Predicting chronic kidney disease progression using small pathology datasets and explainable machine learning models

Abstract

AbstractChronic kidney disease (CKD) poses a major global public health burden, with approximately 7 million affected. Early identification of those in whom disease is likely to progress enables timely therapeutic interventions to delay advancement to kidney failure. This study developed explainable machine learning models leveraging pathology data to accurately predict CKD trajectory, targeting improved prognostic capability even in early stages using limited datasets. Key variables used in this study include age, gender, most recent estimated glomerular filtration rate (eGFR), mean eGFR, and eGFR slope over time prior to incidence of kidney failure.
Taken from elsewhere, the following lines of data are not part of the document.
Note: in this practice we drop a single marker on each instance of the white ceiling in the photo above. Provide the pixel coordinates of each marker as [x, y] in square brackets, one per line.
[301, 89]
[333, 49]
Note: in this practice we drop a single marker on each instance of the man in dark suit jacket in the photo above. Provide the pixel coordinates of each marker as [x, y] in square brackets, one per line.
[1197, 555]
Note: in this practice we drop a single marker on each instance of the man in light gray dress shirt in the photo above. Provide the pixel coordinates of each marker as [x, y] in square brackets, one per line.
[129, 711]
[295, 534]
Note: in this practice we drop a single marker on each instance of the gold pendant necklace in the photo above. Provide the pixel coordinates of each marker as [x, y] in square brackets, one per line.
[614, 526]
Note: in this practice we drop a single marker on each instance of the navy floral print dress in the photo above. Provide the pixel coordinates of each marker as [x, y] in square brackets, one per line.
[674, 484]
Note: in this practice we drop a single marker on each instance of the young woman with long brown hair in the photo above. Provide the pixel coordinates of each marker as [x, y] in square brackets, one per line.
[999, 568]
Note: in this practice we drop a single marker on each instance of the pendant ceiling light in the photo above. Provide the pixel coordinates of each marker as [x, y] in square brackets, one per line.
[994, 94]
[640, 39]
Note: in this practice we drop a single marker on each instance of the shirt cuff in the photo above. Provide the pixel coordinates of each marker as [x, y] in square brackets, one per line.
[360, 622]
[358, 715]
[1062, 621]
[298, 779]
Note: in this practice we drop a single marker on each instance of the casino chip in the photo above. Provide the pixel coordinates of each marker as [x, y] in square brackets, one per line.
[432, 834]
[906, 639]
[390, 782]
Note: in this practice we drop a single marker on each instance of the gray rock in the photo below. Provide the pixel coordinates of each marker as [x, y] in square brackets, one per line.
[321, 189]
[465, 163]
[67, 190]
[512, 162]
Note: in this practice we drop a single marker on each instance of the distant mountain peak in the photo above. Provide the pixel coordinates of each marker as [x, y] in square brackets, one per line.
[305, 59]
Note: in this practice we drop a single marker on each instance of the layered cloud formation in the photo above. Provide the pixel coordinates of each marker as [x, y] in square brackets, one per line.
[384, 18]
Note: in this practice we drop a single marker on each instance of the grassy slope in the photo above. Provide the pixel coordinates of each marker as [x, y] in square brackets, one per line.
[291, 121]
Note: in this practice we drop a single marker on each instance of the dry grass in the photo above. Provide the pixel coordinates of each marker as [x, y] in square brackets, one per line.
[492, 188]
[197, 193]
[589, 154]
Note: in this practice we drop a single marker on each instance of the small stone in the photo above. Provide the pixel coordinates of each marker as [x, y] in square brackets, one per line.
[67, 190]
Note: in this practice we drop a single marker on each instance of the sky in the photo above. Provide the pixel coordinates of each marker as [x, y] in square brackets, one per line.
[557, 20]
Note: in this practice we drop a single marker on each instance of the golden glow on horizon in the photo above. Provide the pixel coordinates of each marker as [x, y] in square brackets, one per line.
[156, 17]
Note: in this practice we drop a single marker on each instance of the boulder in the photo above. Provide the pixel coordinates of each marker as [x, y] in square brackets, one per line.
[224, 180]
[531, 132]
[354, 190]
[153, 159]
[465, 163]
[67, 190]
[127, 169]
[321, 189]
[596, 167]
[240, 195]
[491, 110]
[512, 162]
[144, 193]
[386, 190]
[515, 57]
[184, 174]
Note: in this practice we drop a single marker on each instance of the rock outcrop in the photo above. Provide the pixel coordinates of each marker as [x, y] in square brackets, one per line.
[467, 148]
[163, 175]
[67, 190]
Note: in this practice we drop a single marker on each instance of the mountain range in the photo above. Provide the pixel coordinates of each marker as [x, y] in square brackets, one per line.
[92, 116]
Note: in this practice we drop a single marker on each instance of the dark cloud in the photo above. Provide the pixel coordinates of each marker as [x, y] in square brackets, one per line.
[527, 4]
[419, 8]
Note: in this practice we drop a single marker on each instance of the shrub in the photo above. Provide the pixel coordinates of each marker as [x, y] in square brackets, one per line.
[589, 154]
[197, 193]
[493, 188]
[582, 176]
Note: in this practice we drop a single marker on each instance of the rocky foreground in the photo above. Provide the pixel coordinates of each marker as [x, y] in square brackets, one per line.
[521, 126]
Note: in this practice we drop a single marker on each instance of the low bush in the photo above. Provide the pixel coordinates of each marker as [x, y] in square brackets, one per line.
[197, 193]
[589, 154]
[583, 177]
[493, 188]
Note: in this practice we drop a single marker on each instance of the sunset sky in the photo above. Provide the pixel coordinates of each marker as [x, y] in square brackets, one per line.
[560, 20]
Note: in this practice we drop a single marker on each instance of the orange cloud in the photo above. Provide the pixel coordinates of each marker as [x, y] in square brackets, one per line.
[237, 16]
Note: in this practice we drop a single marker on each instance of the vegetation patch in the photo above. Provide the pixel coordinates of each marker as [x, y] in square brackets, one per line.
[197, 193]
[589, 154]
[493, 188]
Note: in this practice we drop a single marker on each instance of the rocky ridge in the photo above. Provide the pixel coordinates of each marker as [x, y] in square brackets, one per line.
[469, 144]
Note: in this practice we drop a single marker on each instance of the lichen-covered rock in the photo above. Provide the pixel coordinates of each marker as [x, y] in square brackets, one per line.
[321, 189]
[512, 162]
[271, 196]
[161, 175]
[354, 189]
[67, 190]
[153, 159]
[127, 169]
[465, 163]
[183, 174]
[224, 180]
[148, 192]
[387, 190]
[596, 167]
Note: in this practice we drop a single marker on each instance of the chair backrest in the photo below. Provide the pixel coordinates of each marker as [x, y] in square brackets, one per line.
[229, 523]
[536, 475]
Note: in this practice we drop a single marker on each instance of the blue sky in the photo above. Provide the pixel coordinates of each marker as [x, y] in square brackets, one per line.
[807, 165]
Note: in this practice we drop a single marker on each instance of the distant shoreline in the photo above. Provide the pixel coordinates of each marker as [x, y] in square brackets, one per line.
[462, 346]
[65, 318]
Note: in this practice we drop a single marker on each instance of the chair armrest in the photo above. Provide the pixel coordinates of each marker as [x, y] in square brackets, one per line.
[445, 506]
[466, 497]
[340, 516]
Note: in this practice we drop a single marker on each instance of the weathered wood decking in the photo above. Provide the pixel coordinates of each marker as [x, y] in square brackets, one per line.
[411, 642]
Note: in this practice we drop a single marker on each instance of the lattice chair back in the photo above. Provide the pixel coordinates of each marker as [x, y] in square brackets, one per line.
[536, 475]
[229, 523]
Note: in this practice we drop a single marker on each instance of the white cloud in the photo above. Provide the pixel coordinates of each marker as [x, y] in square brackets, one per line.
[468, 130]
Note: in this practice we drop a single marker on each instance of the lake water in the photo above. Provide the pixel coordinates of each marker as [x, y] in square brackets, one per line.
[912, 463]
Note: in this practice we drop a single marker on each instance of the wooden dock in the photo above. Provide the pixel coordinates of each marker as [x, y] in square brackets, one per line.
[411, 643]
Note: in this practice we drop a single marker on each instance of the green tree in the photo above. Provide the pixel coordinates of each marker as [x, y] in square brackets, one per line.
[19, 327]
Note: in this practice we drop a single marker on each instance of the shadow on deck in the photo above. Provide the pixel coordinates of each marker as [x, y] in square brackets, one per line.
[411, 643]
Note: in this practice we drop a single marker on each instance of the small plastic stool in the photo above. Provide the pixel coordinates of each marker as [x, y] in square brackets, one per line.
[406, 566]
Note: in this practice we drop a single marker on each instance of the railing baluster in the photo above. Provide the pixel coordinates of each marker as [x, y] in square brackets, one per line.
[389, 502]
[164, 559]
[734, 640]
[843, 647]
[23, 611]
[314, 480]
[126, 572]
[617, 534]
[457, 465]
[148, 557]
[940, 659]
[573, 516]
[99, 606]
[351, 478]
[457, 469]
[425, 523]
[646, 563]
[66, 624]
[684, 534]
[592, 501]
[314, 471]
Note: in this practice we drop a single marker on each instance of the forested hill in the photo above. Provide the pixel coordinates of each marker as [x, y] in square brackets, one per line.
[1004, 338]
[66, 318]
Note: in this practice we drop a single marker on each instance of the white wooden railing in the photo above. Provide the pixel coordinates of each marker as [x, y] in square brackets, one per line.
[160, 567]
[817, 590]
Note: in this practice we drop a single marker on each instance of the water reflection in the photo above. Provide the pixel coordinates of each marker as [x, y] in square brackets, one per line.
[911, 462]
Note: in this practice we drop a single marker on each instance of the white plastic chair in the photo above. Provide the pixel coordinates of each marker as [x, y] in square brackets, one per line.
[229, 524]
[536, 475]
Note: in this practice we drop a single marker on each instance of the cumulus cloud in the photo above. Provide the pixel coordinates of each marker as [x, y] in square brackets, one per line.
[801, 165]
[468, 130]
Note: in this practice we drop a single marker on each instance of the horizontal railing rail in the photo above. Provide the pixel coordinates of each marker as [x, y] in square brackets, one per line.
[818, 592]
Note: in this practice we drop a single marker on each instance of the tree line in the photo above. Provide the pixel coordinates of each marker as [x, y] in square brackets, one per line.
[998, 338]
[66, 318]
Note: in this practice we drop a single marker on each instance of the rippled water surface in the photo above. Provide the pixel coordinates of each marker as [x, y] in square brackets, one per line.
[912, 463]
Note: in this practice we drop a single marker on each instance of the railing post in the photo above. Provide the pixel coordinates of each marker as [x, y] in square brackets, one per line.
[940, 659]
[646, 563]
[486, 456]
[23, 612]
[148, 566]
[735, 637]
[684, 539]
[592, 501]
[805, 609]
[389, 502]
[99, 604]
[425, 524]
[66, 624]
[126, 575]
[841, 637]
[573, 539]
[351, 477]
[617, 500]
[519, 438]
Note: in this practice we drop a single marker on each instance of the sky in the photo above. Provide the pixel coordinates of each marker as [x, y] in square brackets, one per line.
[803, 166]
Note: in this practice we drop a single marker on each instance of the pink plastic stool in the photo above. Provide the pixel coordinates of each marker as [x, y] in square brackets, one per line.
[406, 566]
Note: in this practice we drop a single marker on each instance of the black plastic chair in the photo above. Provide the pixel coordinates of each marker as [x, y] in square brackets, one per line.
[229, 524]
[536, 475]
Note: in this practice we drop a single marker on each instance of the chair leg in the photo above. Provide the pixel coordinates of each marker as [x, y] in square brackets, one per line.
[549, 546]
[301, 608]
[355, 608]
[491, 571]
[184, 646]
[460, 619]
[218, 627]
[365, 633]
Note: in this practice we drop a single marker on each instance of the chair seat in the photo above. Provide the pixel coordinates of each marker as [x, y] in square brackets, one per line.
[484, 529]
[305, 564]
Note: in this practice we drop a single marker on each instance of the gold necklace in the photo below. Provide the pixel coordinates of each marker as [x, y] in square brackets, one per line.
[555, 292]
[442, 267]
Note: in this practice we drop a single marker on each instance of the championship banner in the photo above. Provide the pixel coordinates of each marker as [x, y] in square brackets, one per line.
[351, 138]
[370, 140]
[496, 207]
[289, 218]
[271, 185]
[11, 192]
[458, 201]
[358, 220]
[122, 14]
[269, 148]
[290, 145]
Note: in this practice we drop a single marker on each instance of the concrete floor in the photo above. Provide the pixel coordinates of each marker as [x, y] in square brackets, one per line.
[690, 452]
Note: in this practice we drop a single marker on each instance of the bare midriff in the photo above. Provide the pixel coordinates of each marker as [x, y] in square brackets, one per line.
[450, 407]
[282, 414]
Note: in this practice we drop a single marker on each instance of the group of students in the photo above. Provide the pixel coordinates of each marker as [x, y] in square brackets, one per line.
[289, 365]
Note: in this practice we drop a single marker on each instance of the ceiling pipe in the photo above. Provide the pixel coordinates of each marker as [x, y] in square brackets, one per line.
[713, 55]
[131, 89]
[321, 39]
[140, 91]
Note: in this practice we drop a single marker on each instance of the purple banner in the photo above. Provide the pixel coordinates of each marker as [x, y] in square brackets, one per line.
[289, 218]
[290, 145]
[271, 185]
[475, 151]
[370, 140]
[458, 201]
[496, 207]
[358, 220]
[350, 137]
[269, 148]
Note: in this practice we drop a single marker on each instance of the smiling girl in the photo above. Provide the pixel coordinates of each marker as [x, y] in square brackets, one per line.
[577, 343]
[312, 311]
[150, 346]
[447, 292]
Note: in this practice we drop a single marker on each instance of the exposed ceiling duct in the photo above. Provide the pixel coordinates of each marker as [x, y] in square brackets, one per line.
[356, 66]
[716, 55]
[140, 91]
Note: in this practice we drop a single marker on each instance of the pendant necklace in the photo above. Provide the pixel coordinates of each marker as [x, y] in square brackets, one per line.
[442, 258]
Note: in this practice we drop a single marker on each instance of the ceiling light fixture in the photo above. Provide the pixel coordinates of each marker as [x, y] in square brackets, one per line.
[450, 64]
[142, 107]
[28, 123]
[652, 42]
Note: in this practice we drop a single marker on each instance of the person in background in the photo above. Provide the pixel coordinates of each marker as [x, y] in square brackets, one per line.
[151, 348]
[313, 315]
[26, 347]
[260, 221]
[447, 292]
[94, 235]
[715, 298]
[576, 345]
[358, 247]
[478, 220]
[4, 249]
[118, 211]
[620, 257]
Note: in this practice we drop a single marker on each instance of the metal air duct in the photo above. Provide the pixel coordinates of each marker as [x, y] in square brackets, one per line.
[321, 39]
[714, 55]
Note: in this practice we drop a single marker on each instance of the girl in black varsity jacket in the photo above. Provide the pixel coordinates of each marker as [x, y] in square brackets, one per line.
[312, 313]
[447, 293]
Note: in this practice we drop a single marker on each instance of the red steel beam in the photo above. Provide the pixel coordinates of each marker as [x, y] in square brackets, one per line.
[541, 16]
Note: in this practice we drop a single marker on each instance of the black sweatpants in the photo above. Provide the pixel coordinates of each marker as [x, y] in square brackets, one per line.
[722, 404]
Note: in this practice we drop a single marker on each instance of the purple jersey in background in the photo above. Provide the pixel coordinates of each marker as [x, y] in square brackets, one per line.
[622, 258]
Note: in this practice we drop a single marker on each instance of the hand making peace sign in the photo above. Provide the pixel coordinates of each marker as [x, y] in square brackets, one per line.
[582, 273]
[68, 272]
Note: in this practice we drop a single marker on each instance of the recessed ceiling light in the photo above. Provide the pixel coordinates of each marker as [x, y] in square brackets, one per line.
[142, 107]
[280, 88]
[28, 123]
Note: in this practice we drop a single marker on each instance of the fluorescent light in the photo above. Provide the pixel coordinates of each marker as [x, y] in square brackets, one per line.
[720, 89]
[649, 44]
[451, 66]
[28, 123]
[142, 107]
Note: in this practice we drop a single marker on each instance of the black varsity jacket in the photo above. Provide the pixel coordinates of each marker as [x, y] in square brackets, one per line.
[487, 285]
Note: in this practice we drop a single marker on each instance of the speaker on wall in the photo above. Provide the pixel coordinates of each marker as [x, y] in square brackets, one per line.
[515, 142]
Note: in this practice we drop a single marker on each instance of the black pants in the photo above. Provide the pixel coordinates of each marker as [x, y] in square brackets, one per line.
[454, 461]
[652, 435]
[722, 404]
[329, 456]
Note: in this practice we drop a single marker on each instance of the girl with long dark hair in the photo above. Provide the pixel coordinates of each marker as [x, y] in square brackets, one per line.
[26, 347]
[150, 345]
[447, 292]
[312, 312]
Supervised classification modelling techniques included decision tree and random forest algorithms selected for interpretability. Internal validation on an Australian tertiary centre cohort (n=706; 353 with kidney failure and 353 without) achieved exceptional predictive accuracy, with the area under the receiver operating characteristic curve (ROC-AUC) reaching 0.94 and 0.98 on the binary task of predicting kidney failure for decision tree and random forest, respectively. To address the inherent class imbalance, centroid-cluster-based under-sampling was applied to the Australian dataset. To externally validate the performance of the model, we applied the model to a dataset (n=597 adults) sourced from a Japanese CKD registry. To overcome risks of overfitting on small sample sizes, transfer learning was subsequently employed by fine-tuned machine learning models on 15% of the external dataset (n=89) before evaluating the remaining 508 patients. This external validation demonstrated performant results with an ROC-AUC of 0.88 for the decision tree and 0.93 for the random forest model. Decision tree model analysis revealed the most recent eGFR and eGFR slope as the most informative variables for prediction in the Japanese cohort, aligning with the underlying pathophysiology. The research highlights the utility of deploying explainable machine learning techniques to forecast CKD trajectory even in the early stages utilising limited real-world datasets.